In `@backend/src/Domain/Users/PendingRegistration.cs`:
- Around line 11-15: PendingRegistration currently accepts a caller-provided
normalizedEmail which can lead to desyncs; change the entity to derive
NormalizedEmail internally from Email instead of trusting the parameter: update
the constructor PendingRegistration(string email, string normalizedEmail) to
take only email (or ignore the normalizedEmail param) and compute
NormalizedEmail via the project’s canonical email normalization helper (use the
same normalization call used elsewhere), and apply the same change to the
refresh/update path referenced around lines 29-40 so that any Refresh/Update
method recomputes NormalizedEmail from Email; then update callers to stop
providing normalizedEmail or ignore it.

---

Nitpick comments:
In `@backend/src/Api/Extensions/ServiceCollectionExtensions.cs`:
- Around line 111-113: Both AddJwtAuthentication and AddKeycloakOidcSupport
duplicate configuration.GetSection("KeycloakOidc").Get<KeycloakOidcSettings>() —
extract the deserialization into a single shared step and reuse it to avoid
redundant work; for example, create a private static method or overload that
returns KeycloakOidcSettings (used by AddJwtAuthentication and
AddKeycloakOidcSupport) or read it once and pass the KeycloakOidcSettings
instance into both methods so both methods use the same deserialized object
instead of calling configuration.GetSection(...).Get<KeycloakOidcSettings>()
independently.

---

ℹ️ Review info

Configuration used: defaults

Review profile: CHILL

Plan: Pro

📥 Commits

Reviewing files that changed from the base of the PR and between 1ee9c8c and 5d98028.

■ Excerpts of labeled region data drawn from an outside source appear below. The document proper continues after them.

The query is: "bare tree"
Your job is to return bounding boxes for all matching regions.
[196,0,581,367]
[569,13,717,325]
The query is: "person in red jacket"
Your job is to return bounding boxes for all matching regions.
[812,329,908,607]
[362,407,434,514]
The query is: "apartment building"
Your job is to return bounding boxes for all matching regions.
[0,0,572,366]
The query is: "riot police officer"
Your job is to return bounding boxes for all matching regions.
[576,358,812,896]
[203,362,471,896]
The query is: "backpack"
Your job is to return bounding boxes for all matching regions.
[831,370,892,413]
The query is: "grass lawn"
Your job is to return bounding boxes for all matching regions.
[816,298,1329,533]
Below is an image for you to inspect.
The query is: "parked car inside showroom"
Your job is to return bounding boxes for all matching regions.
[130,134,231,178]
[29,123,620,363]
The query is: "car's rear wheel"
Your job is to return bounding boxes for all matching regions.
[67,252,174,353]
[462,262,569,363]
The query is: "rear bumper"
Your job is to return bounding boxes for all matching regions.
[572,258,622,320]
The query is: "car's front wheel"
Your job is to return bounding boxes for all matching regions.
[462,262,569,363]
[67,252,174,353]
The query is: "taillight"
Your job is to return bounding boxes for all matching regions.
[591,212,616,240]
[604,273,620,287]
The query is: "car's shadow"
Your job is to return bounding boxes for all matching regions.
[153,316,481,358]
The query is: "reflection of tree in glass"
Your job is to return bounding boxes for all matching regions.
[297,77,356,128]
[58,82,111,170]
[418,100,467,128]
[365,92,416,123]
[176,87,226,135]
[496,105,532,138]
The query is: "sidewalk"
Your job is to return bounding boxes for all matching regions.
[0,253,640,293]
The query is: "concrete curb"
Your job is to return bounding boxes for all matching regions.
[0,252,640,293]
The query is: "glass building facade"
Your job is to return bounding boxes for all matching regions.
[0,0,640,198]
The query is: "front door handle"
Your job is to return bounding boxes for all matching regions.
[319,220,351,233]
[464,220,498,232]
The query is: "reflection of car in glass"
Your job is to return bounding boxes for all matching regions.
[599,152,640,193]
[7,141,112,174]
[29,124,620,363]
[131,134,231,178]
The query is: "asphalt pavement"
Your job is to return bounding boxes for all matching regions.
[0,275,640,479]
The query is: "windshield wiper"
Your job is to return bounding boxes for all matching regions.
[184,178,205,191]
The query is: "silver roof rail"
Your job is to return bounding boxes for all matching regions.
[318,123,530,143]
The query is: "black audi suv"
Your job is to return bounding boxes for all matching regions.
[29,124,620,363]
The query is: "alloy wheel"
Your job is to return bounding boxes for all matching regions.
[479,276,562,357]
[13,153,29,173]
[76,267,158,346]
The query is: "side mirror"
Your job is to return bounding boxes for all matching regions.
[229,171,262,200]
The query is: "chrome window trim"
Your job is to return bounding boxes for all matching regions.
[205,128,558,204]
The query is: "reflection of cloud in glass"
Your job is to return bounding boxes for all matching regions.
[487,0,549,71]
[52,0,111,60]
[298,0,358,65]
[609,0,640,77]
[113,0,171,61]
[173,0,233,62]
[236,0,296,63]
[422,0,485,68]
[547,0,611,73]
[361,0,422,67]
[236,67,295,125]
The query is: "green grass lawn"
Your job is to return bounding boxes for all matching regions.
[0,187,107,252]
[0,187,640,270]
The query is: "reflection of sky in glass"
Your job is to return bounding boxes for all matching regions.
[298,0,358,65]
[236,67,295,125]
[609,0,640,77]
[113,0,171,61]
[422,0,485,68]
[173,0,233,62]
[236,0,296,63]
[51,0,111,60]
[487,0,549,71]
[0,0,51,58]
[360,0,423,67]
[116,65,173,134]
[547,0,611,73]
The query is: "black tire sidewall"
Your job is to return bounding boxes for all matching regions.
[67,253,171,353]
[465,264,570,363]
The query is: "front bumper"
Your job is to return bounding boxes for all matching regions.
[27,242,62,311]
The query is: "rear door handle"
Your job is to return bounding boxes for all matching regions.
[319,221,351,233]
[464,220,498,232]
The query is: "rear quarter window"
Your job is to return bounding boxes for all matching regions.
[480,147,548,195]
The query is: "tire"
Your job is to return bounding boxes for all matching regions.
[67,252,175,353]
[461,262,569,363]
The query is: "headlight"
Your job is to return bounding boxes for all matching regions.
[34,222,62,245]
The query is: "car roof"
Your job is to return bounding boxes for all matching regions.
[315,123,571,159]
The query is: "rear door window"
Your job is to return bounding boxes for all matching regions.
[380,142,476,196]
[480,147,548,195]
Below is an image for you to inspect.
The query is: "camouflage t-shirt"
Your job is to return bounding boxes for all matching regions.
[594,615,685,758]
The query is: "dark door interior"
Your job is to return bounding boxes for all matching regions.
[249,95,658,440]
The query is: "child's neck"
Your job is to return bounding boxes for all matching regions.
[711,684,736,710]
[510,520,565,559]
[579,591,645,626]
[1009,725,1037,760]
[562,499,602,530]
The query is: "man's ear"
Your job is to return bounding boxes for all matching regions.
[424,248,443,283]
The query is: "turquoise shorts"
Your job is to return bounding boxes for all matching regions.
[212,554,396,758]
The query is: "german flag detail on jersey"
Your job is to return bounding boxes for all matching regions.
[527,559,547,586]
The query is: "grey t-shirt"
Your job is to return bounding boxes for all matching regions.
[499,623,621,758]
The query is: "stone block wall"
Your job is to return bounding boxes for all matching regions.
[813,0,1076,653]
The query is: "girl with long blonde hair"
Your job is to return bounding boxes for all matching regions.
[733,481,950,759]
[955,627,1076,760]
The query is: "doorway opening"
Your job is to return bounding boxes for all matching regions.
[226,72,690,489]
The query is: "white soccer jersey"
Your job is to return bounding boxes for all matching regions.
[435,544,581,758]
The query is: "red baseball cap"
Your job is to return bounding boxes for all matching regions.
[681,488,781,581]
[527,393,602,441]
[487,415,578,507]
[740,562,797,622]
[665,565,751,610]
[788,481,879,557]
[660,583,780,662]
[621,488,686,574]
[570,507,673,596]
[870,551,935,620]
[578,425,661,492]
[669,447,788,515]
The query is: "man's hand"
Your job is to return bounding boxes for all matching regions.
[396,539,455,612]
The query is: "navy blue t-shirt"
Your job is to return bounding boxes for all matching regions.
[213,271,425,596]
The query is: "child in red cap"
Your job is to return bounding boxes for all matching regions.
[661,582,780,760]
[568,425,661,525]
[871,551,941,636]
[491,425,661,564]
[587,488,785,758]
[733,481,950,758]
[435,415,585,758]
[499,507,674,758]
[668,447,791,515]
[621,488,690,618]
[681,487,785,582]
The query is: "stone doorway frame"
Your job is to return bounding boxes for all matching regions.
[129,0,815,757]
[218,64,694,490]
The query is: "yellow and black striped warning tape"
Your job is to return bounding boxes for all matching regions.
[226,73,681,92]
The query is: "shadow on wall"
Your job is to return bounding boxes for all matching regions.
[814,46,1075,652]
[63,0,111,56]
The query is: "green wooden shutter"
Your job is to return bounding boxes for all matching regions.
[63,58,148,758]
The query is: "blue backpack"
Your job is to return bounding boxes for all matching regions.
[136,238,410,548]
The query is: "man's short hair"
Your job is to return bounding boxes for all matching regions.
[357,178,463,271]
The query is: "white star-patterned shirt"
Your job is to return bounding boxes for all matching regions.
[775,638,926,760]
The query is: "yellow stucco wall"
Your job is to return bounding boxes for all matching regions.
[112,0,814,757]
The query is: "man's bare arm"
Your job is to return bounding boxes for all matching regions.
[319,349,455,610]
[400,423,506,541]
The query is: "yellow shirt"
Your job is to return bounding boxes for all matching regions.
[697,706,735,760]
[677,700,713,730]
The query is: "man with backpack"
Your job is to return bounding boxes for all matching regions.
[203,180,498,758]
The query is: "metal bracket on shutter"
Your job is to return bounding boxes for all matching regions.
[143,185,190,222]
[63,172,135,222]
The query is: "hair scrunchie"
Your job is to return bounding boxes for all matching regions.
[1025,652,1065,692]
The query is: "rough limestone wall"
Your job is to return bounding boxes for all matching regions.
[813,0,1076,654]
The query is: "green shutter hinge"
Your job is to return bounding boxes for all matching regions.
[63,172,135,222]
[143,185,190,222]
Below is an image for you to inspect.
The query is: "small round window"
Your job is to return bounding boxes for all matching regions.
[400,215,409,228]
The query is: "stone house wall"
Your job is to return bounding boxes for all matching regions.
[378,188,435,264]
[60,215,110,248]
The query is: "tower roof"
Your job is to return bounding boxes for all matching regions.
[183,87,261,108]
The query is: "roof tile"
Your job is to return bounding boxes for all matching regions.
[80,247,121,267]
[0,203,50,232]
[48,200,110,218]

📒 Files selected for processing (6)

• backend/docker-compose.yml
• backend/src/Api/Extensions/ServiceCollectionExtensions.cs
• backend/src/Api/Program.cs
• backend/src/Domain/Users/PendingRegistration.cs
• backend/src/Infrastructure.Db/EntityTypes/Sqlite/UserExternalIdentityEntityTypeConfiguration.cs
• frontend/app/api/auth/keycloak/callback/route.ts

🚧 Files skipped from review as they are similar to previous changes (2)

• backend/src/Infrastructure.Db/EntityTypes/Sqlite/UserExternalIdentityEntityTypeConfiguration.cs
• frontend/app/api/auth/keycloak/callback/route.ts

[darkcodi]

This PR needs rebasing. Also, using KeyCloak will slow down the local development, so let's postpone this change till the end of hackathon.